Pontianak, Kalimantan Barat,-Mitramabes.com
Aliansi Wartawan Indonesia (AWI) Kalimantan Barat mengeluarkan pernyataan sikap tegas terhadap seorang oknum wartawan sekaligus media yang diduga menyebarkan narasi “kewilayahan pers” serta memuat pemberitaan yang dinilai melecehkan Ketua AWI Kota Pontianak.
AWI secara resmi menuntut pihak terkait untuk menyampaikan permintaan maaf terbuka kepada publik, sebagai bentuk tanggung jawab profesional dan etika jurnalistik.
Kasus ini mencuat setelah terbitnya publikasi berjudul *m“Sagahan” di salah satu media dengan label Kalimantan Post, yang disebut mengandung informasi keliru, tendensius, serta bertentangan dengan prinsip dasar Undang-Undang Pers.
AWI Tegas: Tidak Ada Narasi Kewilayahan dalam Dunia Pers!
Ketua AWI Kota Pontianak menegaskan bahwa narasi kewilayahan yang disampaikan oknum tersebut merupakan tindakan keliru, tidak berdasar, serta dianggap sebagai serangan terhadap kehormatan organisasi dan martabat insan pers.
> “Konsep kewilayahan dalam jurnalistik itu tidak ada! Seluruh wartawan dan lembaga pers memiliki hak untuk bekerja di seluruh wilayah NKRI selama tunduk pada UU Pers Nomor 40 Tahun 1999 dan Kode Etik Jurnalistik,” tegas Ketua AWI Kota Pontianak.
Ia menambahkan, pemberitaan yang melibatkan oknum wartawan dari media tersebut berpotensi:
* menyesatkan publik,
* memecah belah komunitas pers,
* serta mencederai integritas profesi wartawan.
Ultimatum AWI: Minta Maaf Terbuka atau Persoalan Dibawa ke Dewan Pers
AWI Kalbar memberikan kesempatan terakhir kepada oknum wartawan dan media terkait untuk:
1. Memuat permintaan maaf resmi dan terbuka melalui media yang dapat diakses publik.
2. Menyampaikan klarifikasi tertulis tanpa manipulasi fakta.
Jika ultimatum tersebut tidak diindahkan, AWI menegaskan siap mengambil langkah lanjut, antara lain:
* melaporkan ke Dewan Pers,
* serta membuka opsi jalur hukum sesuai ketentuan UU Pers dan KUHP.

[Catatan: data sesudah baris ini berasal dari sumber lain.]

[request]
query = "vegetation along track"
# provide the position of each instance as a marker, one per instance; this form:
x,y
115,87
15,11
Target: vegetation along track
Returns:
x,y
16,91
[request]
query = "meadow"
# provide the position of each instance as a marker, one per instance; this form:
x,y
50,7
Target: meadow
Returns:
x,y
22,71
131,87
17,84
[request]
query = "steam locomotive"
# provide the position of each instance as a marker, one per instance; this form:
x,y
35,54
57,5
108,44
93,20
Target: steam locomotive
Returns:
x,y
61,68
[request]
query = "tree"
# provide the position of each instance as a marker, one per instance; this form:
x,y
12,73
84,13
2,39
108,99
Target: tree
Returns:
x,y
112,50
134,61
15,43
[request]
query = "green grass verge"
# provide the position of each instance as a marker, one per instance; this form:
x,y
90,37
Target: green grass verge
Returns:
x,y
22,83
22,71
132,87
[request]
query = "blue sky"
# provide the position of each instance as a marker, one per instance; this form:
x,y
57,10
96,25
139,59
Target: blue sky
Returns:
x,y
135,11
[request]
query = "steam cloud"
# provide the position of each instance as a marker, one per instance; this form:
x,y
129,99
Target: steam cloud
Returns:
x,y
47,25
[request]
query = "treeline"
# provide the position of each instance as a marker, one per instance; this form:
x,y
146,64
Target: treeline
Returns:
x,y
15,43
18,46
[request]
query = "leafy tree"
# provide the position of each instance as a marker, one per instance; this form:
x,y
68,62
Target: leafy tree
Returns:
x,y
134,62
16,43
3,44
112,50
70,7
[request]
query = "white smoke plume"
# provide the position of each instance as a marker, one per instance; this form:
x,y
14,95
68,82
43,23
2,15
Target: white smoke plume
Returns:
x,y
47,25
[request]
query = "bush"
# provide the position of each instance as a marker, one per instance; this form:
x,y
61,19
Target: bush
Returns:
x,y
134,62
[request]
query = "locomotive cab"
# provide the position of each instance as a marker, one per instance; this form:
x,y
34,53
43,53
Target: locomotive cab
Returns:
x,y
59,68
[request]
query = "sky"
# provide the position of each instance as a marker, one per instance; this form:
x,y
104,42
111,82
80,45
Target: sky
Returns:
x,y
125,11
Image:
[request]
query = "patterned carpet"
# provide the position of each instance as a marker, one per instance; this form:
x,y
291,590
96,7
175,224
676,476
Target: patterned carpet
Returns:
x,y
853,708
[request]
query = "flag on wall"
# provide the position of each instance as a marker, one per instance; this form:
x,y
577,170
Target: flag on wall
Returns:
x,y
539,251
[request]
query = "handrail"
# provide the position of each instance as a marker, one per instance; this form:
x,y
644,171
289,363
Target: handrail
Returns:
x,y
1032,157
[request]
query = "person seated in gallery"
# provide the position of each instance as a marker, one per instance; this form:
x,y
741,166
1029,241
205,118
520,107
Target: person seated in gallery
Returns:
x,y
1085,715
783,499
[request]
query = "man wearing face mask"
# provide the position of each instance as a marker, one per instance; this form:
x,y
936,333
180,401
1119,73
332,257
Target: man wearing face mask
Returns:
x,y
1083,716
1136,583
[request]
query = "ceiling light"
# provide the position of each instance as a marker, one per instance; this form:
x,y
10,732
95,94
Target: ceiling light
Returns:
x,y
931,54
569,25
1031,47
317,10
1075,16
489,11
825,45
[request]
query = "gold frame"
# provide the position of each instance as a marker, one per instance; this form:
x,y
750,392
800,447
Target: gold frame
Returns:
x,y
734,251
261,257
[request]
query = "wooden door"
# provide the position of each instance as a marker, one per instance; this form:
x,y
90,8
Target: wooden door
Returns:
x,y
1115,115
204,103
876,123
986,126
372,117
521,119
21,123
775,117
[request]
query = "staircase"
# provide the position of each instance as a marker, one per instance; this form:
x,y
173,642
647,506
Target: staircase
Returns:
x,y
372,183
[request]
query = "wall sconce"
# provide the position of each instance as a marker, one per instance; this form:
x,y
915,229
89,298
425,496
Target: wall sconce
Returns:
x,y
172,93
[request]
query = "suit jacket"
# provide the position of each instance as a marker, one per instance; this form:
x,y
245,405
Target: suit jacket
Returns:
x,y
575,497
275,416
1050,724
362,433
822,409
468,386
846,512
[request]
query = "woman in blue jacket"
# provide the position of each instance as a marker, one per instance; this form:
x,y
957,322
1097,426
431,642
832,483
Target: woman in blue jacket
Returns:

> “Ini peringatan keras. Profesi pers tidak boleh dinodai oleh oknum yang menebar narasi sesat dan menyeret wartawan lain dalam konflik kepentingan,” tegas pengurus AWI Kalbar.
Pers Harus Independen, Bukan Alat Serangan Personal
AWI menegaskan bahwa pers dan organisasi kewartawanan bukan tempat bersembunyi bagi kepentingan pribadi, apalagi menyerang sesama wartawan.
> “Ini bukan perkara suka atau tidak suka isi berita. Ini menyangkut etika. Saat pemberitaan menyerang nama baik organisasi dengan narasi tak berdasar, kami wajib bersuara,” ujar pihak AWI.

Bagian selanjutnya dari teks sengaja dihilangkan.